The dataloader in my training code is as follows:

train_data = PulsarData(files=train_data_files)
train_data, validate_data = random_split(train_data, [0.85, 0.15])

tr_dataloader = DataLoader(train_data, batch_size=args.batch_size, pin_memory=True, shuffle=True)
v_dataloader = DataLoader(validate_data, batch_size=args.batch_size, pin_memory=True, shuffle=False)

I pass the dataloader to another function that performs a single training pass (NOTE: DEVICE is essentially a constant for cuda.

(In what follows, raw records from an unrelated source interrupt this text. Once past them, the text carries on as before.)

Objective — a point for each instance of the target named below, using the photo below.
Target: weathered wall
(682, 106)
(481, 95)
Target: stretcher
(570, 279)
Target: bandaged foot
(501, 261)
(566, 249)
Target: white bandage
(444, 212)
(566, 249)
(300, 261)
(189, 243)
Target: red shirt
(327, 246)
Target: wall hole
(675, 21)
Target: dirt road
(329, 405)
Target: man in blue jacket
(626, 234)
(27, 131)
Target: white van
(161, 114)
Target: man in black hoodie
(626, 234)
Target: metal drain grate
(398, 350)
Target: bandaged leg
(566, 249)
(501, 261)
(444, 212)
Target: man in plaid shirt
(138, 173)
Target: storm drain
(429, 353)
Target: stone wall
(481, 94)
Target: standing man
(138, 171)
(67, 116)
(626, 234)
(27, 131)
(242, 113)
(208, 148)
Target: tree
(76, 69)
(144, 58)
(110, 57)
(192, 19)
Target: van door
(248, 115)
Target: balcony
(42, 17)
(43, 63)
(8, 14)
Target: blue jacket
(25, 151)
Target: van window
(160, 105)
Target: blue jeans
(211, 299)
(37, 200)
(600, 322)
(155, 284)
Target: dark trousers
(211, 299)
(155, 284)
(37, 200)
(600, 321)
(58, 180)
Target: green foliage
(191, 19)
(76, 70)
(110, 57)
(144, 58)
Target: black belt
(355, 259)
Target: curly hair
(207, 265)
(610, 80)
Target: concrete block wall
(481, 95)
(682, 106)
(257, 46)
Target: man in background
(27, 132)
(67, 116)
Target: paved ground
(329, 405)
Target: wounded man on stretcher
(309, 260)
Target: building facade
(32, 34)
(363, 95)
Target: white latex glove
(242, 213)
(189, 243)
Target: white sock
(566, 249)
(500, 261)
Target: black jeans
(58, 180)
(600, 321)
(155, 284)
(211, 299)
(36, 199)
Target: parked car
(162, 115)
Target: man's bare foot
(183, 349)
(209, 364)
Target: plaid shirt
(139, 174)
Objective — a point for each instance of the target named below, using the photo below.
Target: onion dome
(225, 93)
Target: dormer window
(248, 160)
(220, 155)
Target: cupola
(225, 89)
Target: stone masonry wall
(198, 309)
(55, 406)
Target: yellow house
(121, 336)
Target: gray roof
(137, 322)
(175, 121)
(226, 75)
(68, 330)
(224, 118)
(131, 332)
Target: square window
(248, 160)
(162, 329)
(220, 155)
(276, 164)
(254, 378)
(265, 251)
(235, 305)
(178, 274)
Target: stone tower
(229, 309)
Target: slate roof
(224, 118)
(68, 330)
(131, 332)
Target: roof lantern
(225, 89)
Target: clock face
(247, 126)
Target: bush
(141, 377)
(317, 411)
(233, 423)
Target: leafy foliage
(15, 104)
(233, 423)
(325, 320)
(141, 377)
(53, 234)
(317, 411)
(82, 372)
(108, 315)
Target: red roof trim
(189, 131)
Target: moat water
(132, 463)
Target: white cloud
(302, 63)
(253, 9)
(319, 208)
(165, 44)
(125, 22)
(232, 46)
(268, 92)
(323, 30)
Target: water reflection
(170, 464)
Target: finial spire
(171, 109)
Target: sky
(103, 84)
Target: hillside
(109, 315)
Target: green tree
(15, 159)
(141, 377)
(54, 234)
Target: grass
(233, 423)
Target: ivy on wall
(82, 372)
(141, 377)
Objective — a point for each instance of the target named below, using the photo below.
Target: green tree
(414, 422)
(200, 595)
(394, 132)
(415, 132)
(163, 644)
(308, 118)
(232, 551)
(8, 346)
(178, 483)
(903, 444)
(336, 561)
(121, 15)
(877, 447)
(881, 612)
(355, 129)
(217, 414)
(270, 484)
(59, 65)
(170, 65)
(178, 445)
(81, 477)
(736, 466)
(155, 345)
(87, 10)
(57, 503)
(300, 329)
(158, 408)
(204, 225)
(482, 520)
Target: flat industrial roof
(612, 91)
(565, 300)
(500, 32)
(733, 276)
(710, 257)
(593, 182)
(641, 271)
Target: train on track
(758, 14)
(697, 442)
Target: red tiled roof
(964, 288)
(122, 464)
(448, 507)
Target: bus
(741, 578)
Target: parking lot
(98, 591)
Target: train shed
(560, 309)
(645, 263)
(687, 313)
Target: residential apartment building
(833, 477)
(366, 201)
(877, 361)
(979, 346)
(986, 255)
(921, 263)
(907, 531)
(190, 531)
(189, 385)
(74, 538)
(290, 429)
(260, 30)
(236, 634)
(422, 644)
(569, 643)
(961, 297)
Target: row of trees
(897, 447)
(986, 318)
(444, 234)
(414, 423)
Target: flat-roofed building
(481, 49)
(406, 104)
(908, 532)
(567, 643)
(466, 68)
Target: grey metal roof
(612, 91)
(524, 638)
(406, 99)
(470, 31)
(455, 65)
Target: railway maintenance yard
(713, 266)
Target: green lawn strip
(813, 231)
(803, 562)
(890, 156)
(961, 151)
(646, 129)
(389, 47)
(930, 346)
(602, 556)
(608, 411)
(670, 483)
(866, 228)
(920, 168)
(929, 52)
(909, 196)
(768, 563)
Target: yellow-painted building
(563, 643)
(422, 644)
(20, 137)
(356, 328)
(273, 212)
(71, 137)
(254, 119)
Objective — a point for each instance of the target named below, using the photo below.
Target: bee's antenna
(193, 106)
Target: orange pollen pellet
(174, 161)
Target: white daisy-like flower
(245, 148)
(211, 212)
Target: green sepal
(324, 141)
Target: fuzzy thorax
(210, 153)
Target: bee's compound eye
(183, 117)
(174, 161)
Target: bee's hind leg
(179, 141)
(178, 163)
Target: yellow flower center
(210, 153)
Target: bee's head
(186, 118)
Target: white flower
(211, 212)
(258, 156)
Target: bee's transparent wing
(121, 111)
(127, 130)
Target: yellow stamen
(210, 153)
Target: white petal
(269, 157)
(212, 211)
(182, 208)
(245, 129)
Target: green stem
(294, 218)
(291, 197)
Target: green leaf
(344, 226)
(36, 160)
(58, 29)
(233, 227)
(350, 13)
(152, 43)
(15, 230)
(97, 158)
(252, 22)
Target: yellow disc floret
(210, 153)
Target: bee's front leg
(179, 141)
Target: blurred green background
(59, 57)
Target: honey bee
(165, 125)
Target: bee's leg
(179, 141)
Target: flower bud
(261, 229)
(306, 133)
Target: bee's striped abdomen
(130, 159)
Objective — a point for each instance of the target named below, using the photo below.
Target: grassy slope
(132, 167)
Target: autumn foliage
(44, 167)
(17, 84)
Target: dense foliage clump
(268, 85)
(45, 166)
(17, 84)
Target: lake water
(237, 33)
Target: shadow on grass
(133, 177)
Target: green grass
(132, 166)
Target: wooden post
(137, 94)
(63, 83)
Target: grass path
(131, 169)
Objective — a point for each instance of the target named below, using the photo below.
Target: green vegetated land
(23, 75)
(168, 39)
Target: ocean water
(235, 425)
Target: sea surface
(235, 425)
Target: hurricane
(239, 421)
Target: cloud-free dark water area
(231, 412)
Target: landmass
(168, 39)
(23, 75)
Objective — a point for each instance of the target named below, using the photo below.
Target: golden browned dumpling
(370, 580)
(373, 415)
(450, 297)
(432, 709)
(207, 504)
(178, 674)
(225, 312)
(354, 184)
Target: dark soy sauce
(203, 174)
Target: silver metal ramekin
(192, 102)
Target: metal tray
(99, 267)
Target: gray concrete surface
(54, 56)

I use the same value to load the model to the GPU):

def train_loop(dataloader: DataLoader, 
           model: nn.Module,
           data: str,
           loss_fn: _Loss, 
           optimizer: Optimizer,
           batch_size: int,
) -> None:

size = len(dataloader.dataset)

# Set the model to training mode - important for batch normalization and dropout layers
model.train()

start_time = time.time()

for batch_idx, (freq_data, dm_data, labels) in enumerate(dataloader):
    batch_data = None

    # Load labels to device
    labels = labels.to(DEVICE, non_blocking=True)

    # Add some noise to freq data to help avoid overtraining
    if data == "freq":
        noise = torch.randn_like(freq_data) * .1
        batch_data = freq_data + noise
    elif data == "dm":
        batch_data = dm_data
    else:
        print(f"Invalid data type provided: {data}", flush=True)
        sys.exit(0)

    batch_data.to(DEVICE, non_blocking=True)
    predicted = model(batch_data)

batch_data is not moved to DEVICE since you need to assign the output to a variable:

batch_data = batch_data.to(...)